No caminho, deu aquela tremedeira. E se ele fosse perigoso? Um mau-caráter, traficante, sei lá, um, um...
– Carol? – chama uma voz rouca às suas costas.
– Ricardo?
– Eu mesmo, tudo bem?
– Como é que você me encontrou aqui? – pergunta, desconfiada.
– Uai! Estamos a dez metros do McDonald’s. Não foi lá que marcamos de nos encontrar?
– Ah! É... é que... nossa! Eu te imaginava bem diferente...
– Pra pior ou pra melhor?
– Para ser sincera, pra... Escuta, me dê logo o celular. Espero que não tenha estourado a conta.
– Eu devolvo, mas com uma condição. Está pintando um emprego, e assim que puder, eu pago tudo, ok?
– Não precisa. Eu dou meu jeito.
– Faço questão, é a única forma de corrigir meu erro.
– Quer dizer que conseguiu trabalho? Você é técnico em informática, não é isso?
– Exatamente. Custou, mas valeu a pena, a empresa é bem sólida, estou superesperançoso.
– Ah, sei. E o celular? Está aí?
– Claro! Cuidei dele direitinho. E como você me pediu, na verdade implorou, eu não deletei o João. – E quase que para si mesmo: – Aquele idiota...
– Como?
– Nada. Esquece!
– Você está me escondendo alguma coisa? Ele ligou, e você não quer me falar, é isso?
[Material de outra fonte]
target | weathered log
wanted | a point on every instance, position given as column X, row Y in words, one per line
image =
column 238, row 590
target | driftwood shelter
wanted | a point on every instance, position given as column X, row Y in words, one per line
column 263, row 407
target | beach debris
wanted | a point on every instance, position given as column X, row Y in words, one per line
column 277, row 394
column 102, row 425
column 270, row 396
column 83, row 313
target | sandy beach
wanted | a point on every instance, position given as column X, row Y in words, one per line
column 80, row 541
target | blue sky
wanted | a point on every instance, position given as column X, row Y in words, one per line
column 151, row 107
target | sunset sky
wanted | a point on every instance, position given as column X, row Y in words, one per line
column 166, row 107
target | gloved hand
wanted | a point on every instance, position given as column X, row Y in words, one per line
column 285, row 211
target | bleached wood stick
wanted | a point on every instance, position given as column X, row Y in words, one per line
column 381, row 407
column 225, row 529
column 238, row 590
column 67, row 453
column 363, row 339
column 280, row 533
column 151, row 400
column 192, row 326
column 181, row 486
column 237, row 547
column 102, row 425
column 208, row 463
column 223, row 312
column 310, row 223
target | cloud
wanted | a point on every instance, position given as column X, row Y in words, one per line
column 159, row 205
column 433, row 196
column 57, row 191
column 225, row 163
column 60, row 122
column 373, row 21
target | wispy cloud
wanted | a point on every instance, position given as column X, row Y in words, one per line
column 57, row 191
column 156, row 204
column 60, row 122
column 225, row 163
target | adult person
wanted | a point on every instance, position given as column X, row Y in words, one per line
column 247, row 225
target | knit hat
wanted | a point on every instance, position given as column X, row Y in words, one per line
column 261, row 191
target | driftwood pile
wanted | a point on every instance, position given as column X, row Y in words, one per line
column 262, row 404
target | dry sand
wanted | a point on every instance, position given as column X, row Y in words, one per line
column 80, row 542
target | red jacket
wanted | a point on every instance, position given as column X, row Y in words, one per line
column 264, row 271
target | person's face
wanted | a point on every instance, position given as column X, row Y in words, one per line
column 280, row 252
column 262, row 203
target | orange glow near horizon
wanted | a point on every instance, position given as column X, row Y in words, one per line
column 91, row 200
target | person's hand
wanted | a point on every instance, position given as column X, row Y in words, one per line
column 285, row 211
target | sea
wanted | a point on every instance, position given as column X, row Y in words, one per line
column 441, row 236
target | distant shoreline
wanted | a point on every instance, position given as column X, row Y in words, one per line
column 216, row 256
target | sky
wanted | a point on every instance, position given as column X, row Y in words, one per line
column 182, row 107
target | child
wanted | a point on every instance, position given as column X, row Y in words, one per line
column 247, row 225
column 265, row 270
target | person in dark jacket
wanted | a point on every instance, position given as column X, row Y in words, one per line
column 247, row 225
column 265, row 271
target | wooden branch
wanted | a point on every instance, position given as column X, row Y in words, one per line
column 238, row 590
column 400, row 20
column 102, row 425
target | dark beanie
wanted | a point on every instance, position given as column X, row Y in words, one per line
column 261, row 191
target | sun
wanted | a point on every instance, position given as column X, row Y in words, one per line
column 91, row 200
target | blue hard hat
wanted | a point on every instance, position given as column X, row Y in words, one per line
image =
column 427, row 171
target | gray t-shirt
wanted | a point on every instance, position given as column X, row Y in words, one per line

– Está louca, menina? Você me ligou trocentas vezes perguntando a mesma coisa, se o João ligou, se o João mandou alguma mensagem, se o João mandou um torpedo, e você acha que eu teria coragem de mentir para você? Carol, já lhe disse que não sou nada do que está pensando.
– Desculpa, é que...
– Quer saber? Esse João é um idiota, e você também, de ficar correndo atrás. Homem não gosta de mulher no pé. Já lhe disse isso uma vez, está lembrada? Toma seu celular, e quando ele te ligar, se é que vai ligar, vá atrás. Depois não me venha reclamar que o cara sumiu de novo. Um cara assim não te merece.
– Para que essa grosseria agora? Você não me conhece! E não passa de um... um...
– Não precisa repetir. E por que, em vez de ficarmos aqui discutindo, não nos sentamos e conversamos de maneira civilizada?
– Nem te conheço!
– Tudo bem. É assim? Então, tchau.
– Ei, Ricardo!
– O quê?
– Bom, já que estamos aqui...
À noite, sozinha em seu quarto, Carolina recapitula o seu dia, desde o momento em que uma voz rouca a chamou pelo nome. A mesma que lhe confessou fraquezas e a alertou nas suas atitudes. E não compreende a emoção que lhe transborda. Ainda no celular, resquícios de um perfume masculino. Segura-o com carinho e, conscientemente, deleta o João.